At a daycare centre located at La Mennais School in Mascouche, a northern suburb of Montreal, 12 children and 4 employees tested positive. Another emergency daycare centre in Mascouche, Clair-Soleil, reported that one child tested positive for COVID-19 and that three other children and six educators who had been in contact with the infected child were removed as a preventive measure.

The immense danger posed by the complete reopening of the daycares being prepared by the Legault government is indicated in an open letter from the FIPEQ. “Numerous directives concerning ratios, social distancing measures or limiting contacts at pickup times are not being respected,” it states. “Management at several places are threatening to fire workers who fear for their health or that of their loved ones.”

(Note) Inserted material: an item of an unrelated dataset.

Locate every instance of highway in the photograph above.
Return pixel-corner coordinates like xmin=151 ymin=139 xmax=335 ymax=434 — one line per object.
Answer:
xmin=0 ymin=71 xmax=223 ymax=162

Protective equipment is clearly insufficient. “Every day, we change diapers, wipe noses and comfort children, and so far, we have not been given any protective equipment,” said Paula Romero, an educator at CPE Pierrot La Lune, on the South Shore of Montreal.

No systematic testing has been put in place. “Some people have been quarantined, but staff and children who have been in contact remain at the CPE without having been tested,” explained the FIPEQ. The union has also observed that parents of children attending emergency daycare centres are not systematically informed when there are confirmed cases of COVID-19 infection in their daycare centres.

Employees are even kept in the dark about the health status of the parents who use their services. In an interview reported by the daily newspaper Le Devoir, a daycare educator explained, “I looked after a child whose mother tested positive for COVID-19, and management never informed us.”